Snowflake continued expanding its platform capabilities at the start of the new year, adding updates to data sharing, Snowsight, and data pipelines that help customers and partners access, mobilize, and share their data for better data-driven outcomes. Here’s a brief rundown of some of the exciting announcements from January 2021.

Data Sharing

The Snowflake Data Cloud makes it easy for organizations to securely share live, granular data across their business ecosystems, reducing the risks, costs, and challenges found in traditional sharing methods. In January, Snowflake announced additional data sharing capabilities, including extending Snowflake Data Marketplace to GCP and support for data exchanges on GCP.

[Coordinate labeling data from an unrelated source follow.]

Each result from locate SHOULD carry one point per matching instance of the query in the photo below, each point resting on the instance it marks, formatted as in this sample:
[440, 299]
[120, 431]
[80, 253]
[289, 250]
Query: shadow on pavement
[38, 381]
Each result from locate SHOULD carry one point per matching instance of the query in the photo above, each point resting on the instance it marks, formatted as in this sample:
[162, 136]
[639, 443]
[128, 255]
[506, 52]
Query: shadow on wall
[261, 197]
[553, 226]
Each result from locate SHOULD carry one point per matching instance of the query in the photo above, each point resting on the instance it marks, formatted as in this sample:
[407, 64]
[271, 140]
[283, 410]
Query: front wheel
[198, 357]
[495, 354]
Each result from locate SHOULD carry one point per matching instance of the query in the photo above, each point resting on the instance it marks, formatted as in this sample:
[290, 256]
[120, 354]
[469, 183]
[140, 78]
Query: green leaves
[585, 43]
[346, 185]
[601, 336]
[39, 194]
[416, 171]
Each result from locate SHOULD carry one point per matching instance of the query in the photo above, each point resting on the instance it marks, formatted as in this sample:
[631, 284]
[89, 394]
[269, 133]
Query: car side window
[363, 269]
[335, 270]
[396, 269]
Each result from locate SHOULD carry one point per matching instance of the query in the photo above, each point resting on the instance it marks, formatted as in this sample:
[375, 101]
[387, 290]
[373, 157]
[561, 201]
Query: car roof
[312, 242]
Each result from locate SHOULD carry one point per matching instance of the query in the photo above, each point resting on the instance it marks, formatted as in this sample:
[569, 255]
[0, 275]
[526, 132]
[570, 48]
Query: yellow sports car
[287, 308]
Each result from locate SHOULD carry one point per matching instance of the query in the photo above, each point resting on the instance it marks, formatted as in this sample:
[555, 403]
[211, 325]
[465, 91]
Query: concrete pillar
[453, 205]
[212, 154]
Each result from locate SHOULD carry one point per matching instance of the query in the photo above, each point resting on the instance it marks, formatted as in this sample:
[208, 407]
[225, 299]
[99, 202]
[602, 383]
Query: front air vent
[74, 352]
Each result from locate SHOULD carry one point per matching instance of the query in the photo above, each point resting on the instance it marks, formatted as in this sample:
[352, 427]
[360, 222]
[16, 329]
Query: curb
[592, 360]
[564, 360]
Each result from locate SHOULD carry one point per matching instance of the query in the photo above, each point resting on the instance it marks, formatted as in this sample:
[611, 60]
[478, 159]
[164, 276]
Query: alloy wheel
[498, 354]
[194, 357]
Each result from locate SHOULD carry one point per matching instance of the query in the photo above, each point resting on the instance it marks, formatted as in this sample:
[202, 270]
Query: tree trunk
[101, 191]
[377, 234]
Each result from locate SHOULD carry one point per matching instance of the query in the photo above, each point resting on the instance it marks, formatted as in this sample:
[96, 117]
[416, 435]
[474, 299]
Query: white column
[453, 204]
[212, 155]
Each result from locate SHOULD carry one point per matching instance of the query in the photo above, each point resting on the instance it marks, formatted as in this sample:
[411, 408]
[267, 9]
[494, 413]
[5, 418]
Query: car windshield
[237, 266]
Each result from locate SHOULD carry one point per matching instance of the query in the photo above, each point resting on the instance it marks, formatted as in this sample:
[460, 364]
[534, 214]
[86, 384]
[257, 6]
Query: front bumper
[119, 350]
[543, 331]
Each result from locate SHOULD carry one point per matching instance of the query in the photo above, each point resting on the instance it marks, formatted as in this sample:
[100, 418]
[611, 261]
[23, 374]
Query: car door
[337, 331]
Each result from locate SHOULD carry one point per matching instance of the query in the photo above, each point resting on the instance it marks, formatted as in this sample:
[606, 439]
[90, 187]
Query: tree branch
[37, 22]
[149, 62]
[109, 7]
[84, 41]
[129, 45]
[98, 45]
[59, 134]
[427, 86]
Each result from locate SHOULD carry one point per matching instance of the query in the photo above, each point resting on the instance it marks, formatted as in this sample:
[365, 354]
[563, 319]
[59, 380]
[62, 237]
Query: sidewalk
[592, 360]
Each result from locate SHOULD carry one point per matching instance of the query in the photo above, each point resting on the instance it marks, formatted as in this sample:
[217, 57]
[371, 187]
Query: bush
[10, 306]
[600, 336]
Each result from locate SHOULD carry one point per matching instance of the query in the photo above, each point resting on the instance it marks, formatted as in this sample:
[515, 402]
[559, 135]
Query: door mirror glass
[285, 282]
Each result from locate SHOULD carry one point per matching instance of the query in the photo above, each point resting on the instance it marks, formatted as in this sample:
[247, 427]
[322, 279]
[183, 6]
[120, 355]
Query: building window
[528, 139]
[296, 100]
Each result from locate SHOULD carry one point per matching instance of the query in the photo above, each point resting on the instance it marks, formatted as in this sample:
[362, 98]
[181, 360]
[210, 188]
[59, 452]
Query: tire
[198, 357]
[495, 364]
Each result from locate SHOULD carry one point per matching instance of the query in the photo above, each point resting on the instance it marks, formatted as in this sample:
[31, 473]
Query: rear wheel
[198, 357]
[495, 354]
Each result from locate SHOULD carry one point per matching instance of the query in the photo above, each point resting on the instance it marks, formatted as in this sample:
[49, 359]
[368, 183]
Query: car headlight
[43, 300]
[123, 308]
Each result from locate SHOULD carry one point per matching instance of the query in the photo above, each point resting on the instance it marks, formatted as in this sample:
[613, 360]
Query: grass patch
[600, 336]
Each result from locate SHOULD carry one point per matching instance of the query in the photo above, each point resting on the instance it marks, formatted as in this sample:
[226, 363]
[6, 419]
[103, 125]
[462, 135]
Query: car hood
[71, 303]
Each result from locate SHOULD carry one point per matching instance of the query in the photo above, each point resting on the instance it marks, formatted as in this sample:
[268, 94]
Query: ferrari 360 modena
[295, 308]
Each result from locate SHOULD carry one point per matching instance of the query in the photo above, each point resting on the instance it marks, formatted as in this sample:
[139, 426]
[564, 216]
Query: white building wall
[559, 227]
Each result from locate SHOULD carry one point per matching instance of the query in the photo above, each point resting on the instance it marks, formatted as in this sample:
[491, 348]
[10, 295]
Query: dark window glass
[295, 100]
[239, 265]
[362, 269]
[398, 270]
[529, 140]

Snowflake Data Marketplace extended to GCP

Snowflake Data Marketplace gives data science, business intelligence, and analytics professionals—and everyone else who desires data-driven decision-making—more than 375 live and ready-to-query data sets, from more than 125 third-party data providers and data service providers. In January, Snowflake announced the public preview of Snowflake Data Marketplace for Snowflake accounts hosted on GCP. All Snowflake users who have accounts hosted on GCP can go to Snowflake Data Marketplace to browse, consume, and request available data sets with no ETL, moving, or copying data, unlocking new insights for driving innovation. Insurers, for example, can grow their subscriber base by incorporating always-fresh third-party demographic data to better personalize new offers, and retail customers can align their supply chains with customer demand by using point-of-sale, weather, and consumer-mobility information. All of this is available as live, governed data on Snowflake Data Marketplace.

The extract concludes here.